If You’re Thinking of Launching a Social Media Startup, Please Don’t.


There are a couple of things that worry me. One being zombies.

But, I also worry about startups. Especially startups in the social media space. The funding for these companies is plentiful because there is a serious bubble, and the only people who are going to survive it are the wealthy idiots who like to publicly proclaim that there is no bubble. Investors are like herd animals, and none of them want to look stupid, so of course they’re going to say that. If they didn’t, how would they make their money back?

I’d like to think I know a thing or two about the social media space. I’ve been researching it since 2006, and I wrote a book called “Social Media Is Bullshit” that St. Martin’s Press put out recently. Plus, I’ve been living on the Web since 1998. I’ve seen it all, and as I detail in the book, a lot of the stuff you see today that’s so “groundbreaking”? Yeah we had that in the ‘90s, too. It just looked crappier.

To be clear: It’s not that the ideas behind these startups are bad, but you’re talking about a space that’s entirely dependent on advertising for revenue, and one that is completely monopolized by a few key players. On top of that, you have legions of knowledge workers, who were all laid off during The Great Recession, running around pretending to be “social media experts.” So there’s this whole deeply rooted (and false) mythology that blankets everything here.

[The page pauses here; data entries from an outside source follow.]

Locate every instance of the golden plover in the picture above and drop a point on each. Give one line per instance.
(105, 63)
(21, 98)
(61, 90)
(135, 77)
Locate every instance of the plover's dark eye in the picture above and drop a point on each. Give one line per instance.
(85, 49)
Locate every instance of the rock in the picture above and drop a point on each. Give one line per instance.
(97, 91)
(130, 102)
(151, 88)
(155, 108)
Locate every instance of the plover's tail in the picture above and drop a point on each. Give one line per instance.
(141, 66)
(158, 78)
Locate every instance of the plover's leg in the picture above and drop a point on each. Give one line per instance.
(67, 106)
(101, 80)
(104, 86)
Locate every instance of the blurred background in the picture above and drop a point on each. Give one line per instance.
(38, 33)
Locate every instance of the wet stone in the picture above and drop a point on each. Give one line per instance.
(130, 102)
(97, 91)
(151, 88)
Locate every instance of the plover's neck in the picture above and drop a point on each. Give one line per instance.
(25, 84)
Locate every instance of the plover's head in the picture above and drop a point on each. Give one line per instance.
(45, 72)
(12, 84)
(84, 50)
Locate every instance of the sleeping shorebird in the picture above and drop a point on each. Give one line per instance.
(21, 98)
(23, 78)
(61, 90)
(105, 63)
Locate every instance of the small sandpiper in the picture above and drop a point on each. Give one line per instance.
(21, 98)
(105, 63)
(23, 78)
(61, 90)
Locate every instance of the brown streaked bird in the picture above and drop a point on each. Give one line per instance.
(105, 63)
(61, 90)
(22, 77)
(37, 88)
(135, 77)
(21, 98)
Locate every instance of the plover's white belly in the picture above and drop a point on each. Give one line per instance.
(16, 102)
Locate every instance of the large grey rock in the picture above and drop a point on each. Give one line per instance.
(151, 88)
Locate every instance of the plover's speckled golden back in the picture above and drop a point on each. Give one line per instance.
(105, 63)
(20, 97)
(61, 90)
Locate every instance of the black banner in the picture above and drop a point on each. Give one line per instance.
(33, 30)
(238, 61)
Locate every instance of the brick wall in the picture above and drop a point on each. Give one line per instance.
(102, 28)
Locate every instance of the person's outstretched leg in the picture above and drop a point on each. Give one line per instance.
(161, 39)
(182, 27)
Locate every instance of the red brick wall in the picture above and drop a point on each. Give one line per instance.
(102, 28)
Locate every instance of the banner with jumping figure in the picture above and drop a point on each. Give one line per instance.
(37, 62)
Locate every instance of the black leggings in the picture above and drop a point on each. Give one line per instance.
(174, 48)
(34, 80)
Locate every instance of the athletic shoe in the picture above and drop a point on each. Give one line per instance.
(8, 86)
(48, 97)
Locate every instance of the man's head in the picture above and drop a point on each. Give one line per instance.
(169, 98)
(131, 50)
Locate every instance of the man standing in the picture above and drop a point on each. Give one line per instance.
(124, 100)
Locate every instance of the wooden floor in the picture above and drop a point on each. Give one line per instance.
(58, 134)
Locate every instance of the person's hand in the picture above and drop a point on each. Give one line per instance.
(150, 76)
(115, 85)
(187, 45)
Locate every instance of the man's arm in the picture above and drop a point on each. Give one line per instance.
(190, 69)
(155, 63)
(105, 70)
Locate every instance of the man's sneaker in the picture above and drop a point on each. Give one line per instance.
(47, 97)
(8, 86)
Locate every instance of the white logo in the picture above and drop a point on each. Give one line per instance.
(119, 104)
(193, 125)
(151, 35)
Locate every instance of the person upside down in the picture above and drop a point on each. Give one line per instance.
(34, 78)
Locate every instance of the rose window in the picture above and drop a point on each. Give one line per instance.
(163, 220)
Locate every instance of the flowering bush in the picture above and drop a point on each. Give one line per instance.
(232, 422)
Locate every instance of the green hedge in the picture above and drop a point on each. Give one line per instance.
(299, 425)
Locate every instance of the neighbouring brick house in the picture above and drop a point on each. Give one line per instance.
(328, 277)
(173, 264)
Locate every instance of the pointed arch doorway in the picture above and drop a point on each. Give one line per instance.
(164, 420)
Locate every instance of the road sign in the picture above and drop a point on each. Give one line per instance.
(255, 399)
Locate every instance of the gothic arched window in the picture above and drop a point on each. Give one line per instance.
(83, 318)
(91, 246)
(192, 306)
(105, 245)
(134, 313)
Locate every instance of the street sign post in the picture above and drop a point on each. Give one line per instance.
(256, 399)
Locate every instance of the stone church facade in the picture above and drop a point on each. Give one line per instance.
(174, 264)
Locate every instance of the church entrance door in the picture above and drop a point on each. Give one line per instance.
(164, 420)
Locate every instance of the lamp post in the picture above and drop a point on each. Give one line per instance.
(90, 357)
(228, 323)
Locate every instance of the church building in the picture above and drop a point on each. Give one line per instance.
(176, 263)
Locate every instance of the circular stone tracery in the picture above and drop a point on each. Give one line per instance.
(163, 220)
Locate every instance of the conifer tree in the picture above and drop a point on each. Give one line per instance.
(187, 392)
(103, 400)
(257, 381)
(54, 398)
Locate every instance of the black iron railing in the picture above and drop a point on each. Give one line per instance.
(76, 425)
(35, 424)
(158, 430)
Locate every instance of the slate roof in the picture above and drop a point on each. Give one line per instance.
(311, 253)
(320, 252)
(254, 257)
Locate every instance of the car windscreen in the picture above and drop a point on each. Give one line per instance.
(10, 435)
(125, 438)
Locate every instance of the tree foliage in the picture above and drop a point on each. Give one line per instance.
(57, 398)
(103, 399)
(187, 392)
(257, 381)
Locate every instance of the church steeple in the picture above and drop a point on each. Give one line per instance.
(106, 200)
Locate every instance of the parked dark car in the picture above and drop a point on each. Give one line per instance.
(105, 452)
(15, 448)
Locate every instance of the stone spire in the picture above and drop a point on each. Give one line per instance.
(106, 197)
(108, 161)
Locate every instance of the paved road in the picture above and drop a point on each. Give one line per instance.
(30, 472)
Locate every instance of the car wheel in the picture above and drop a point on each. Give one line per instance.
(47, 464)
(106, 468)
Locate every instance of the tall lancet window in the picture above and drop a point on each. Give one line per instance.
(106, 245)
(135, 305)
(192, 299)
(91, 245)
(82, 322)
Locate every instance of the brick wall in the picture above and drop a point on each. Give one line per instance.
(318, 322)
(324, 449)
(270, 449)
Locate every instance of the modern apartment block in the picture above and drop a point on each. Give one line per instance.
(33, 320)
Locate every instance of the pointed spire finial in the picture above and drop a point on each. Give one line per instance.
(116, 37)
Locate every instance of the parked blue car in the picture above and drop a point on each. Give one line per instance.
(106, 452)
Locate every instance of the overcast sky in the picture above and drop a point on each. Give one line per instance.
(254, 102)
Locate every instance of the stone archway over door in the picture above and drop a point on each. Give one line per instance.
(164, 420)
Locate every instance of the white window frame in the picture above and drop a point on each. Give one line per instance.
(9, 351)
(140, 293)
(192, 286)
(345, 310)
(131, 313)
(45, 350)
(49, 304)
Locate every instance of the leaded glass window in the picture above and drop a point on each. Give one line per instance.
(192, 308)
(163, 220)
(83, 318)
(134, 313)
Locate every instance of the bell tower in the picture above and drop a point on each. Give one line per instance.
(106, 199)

Between these two factors, the social media industry is boned, and you should proceed very carefully if you’re thinking about diving in.

The dirty secret you all probably know already? Although the tools are cool, and you can do cool things with them, “cool” doesn’t equal business model. I’m not saying you can’t make money, and I’m not saying someone can’t make money on a place like Facebook, but it’s extraordinarily difficult to replicate what works in a way that can be standardized and executed in the same way you would buy a radio spot.

And that lack of standardized execution means the results vary so wildly that it’s hard to sell businesses and others to invest their advertising money given less expensive options that yield better results in a down economy. Given that almost all of these companies are dependent on advertising revenue, I hope you can see the problem here.

Consider this: InsideFacebook reported in March that there were 42 million Facebook pages. Just this week, Facebook announced that 500,000 of those 42 million pages used the promoted post feature, and of that 500,000, 70% came back to promote another one. Facebook did not mention how many pages existed on the service when they made this announcement. Think about this. 500,000 out of 42 MILLION pages used the promoted post feature. 70% of those 500,000 pages came back to do it again. That’s 350,000 pages out of 42 MILLION. We’re not talking huge numbers here. This number is slightly larger than the largest audience Marc Maron, of the awesome WTF Podcast, told me he received for his most popular episode when I interviewed him for “Social Media Is Bullshit.”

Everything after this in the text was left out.